De surcroît, Mesdames X et Y ont été mandatées par leur hiérarchie dans le cadre d’une mission de service public, c’est dans l’exercice de leur mission qu’elles ont réalisé le rapport social incriminé pour contenir des dénonciations qu’elles savaient infondées, lesquelles ont été produites auprès du Juge des enfants. Le crime de faux en écritures publiques me paraît donc constitué.

Les dénonciations calomnieuses de Mesdames X et Y telles qu’insérées dans le rapport social ont orienté la décision du Juge des enfants en faveur d’une décision qui m’est préjudiciable. Le délit d’escroquerie au jugement est donc, à mon sens, constitué.

En outre, Mesdames X et Y, sans me voir en présence de mes enfants, ont noté que Z « n’avait pas le choix de se protéger de mon imprévisibilité et de mon impulsivité ( …) était gratifiant et soumis ». Elles ont aussi mentionné que je souffrais d’un « état psychopathologique dégradé », alors même que l’expert psychiatre mandaté par le Juge des enfants Monsieur R, près du TGI de XXX, affirme que je ne suis attente d’aucun trouble psychiatrique, que le Docteur F, psychiatre l’atteste par écrit (voir certificats médicaux). Quoi qu’il en soit, Mesdames X et Y établissent un diagnostic psychiatrique me concernant sans qu’aucun titre ne les y autorise. Le délit d’exercice illégal de la médecine me semble donc constitué.

Enfin Mesdames X et Y n’ont pas qualité à rédiger un rapport social et usurpent le titre d’assistante de service social (cf. art L411.2 CASF), profession réglementée par l’autorité publique, pour ne pas être inscrite en ces qualités auprès du répertoire ADELI tenu par l’ARS (voir pièce jointe). Ce qui constituerait selon moi une usurpation de titre.

En vous remerciant, Madame ou Monsieur le Procureur de la République, de l’attention que vous porterez à la présente plainte, je vous prie de bien vouloir agréer l’expression de ma considération.

Signature

Pièces jointes :
Extrait des accusations portées par les assistantes sociales susmentionnées
Certificats médicaux
Non inscription répertoire ADELI

Enfin, et à défaut de plainte, il sera toujours temps lors de l’audience de préciser que le rapport social contient des faux dont on aura fait le recensement, pour cela il est utile de prévoir un avocat qui demandera au juge des enfants de statuer sur le faux avant toute décision.

Les faits

paparraziCette affaire, particulièrement pénible pour la famille, se déroule à la maternité de la polyclinique des Trois Frontières à Saint Louis (Haut Rhin), alors que les sociaux au renfort de deux policiers, s’introduisent dans la chambre d’une patiente pour lui enlever sa fille.

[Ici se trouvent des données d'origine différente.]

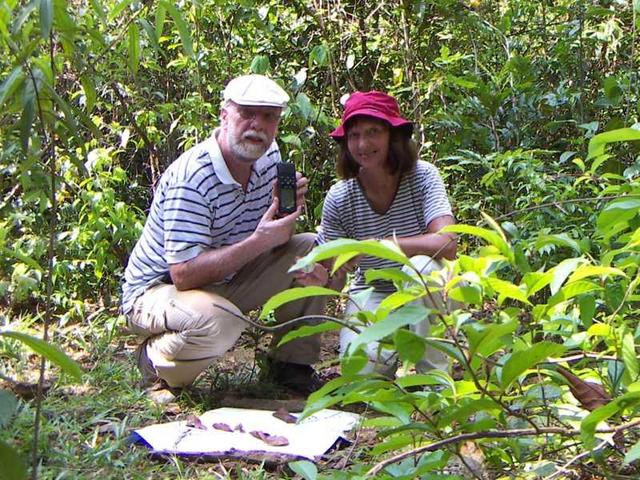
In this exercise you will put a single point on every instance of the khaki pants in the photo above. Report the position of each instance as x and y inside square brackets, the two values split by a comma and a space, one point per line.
[185, 331]
[385, 361]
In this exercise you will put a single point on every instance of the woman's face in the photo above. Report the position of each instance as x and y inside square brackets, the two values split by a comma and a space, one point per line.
[368, 142]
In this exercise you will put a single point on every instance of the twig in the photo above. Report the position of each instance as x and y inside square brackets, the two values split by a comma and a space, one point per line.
[515, 433]
[560, 202]
[280, 326]
[563, 469]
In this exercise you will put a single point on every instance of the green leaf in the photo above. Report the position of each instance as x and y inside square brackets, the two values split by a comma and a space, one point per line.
[260, 64]
[521, 361]
[8, 404]
[118, 9]
[293, 294]
[599, 142]
[183, 28]
[308, 330]
[407, 315]
[630, 358]
[319, 55]
[305, 469]
[508, 290]
[390, 274]
[634, 452]
[46, 18]
[50, 352]
[617, 211]
[493, 238]
[381, 249]
[134, 48]
[12, 465]
[587, 305]
[591, 421]
[352, 364]
[562, 271]
[11, 84]
[410, 347]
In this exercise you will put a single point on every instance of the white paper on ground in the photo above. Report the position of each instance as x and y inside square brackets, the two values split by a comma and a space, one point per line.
[310, 438]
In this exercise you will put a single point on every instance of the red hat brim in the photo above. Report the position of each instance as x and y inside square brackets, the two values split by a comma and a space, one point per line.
[369, 112]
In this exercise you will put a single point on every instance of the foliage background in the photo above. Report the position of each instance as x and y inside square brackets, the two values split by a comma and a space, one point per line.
[99, 96]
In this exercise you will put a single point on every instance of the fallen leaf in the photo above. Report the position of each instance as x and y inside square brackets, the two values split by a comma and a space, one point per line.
[195, 422]
[273, 440]
[590, 394]
[222, 426]
[284, 415]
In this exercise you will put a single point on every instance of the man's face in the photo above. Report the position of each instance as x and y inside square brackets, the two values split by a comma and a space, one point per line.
[249, 130]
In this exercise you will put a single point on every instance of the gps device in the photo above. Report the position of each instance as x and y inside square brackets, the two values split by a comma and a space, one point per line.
[286, 188]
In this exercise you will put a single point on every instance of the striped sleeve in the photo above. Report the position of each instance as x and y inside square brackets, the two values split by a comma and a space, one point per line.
[332, 221]
[434, 194]
[186, 222]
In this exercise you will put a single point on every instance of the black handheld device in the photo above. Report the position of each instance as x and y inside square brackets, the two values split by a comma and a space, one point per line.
[286, 188]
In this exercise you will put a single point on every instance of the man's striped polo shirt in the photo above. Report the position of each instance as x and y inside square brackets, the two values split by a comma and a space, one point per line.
[197, 206]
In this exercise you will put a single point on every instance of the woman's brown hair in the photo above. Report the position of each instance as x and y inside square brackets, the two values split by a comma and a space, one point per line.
[403, 151]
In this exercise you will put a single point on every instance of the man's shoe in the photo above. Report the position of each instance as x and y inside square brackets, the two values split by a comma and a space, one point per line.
[297, 377]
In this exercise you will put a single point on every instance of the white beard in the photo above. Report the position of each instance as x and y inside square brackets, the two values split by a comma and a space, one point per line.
[244, 148]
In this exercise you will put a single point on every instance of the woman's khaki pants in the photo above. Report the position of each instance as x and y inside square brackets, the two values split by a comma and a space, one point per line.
[186, 330]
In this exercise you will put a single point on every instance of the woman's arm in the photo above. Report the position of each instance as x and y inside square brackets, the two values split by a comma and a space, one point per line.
[432, 243]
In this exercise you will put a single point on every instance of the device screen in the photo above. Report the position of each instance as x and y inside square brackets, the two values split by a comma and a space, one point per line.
[287, 198]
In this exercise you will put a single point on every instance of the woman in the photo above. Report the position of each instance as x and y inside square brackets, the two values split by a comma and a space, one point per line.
[385, 192]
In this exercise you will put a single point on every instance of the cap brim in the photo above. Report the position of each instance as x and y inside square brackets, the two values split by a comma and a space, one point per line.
[367, 112]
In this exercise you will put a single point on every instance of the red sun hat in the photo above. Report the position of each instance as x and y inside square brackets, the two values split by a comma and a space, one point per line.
[371, 104]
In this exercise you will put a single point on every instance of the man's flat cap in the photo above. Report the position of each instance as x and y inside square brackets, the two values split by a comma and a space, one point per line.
[255, 91]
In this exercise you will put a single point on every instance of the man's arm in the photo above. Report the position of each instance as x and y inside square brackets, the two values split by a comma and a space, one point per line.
[432, 243]
[215, 265]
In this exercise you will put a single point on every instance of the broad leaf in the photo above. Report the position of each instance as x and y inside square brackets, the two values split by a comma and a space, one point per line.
[491, 237]
[523, 360]
[382, 249]
[305, 469]
[291, 295]
[407, 315]
[591, 421]
[8, 404]
[181, 25]
[508, 290]
[308, 330]
[50, 352]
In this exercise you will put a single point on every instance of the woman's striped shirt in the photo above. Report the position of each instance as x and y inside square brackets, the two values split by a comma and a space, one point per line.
[421, 198]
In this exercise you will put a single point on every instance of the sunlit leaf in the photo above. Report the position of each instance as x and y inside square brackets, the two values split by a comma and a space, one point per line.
[181, 25]
[508, 290]
[134, 47]
[305, 469]
[308, 330]
[46, 18]
[522, 360]
[292, 294]
[47, 350]
[492, 237]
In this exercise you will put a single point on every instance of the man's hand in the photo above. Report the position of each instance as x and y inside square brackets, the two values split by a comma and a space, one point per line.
[273, 231]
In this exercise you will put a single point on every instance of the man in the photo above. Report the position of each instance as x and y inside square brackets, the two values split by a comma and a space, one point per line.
[213, 244]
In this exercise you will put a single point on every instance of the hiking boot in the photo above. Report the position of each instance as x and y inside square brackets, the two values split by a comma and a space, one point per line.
[297, 377]
[148, 372]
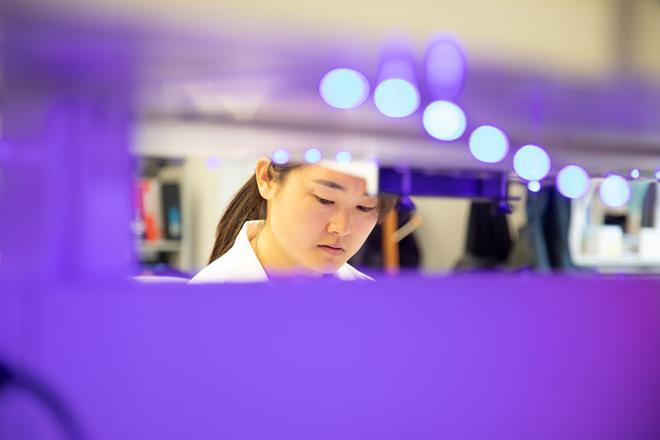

De telles choses se font par l’autorité d’une ordonnance de placement rendue par le juge des enfants concernant la fratrie. Mais, à ce moment, le père était là pour filmer la réalité des faits, ce que lui avait interdit un des policiers présent sur la scène.

Le père poste ensuite cette vidéo sur youtube, puis la retire face aux injonctions des sociaux. Il l’envoie quelques jours plus tard sur différents réseaux assortie de ses commentaires sur l’un d’un sociaux : « Et en plus, quand il parlait, il sentait l’alcool dans sa gueule, et lui on ne le fait pas souffler dans l’éthylotest … ».

La réaction 

N’appréciant pas que les faits soient portés à la connaissance du public, les sociaux du conseil départemental du Haut Rhin réclament et obtiennent la protection fonctionnelle de leur administration (article 11 de la loi du 13 février 1983). Ils considèrent qu’ils sont victimes d’outrage par le fait du commentaire du père de famille, mais aussi d’atteinte à l’intimité de leur vie privée par la diffusion de la vidéo. Il est très probable que le conseil général du Haut-Rhin se soit porté là partie civile.

Un des responsables des sociaux du Haut Rhin en rajoute donc pour l’accusation, il mentionne que ce père de famille les a déjà insultés auparavant sur Internet. Ce qui semble établir effectivement que les sociaux sont très présents sur les réseaux «sociaux» y compris pour commenter eux-mêmes. Il ajoute que ce père les « inonde » de mails, qu’il en fait autant avec la juridiction en charge de son affaire. Il en conclut que ce père est «en guerre contre les institutions».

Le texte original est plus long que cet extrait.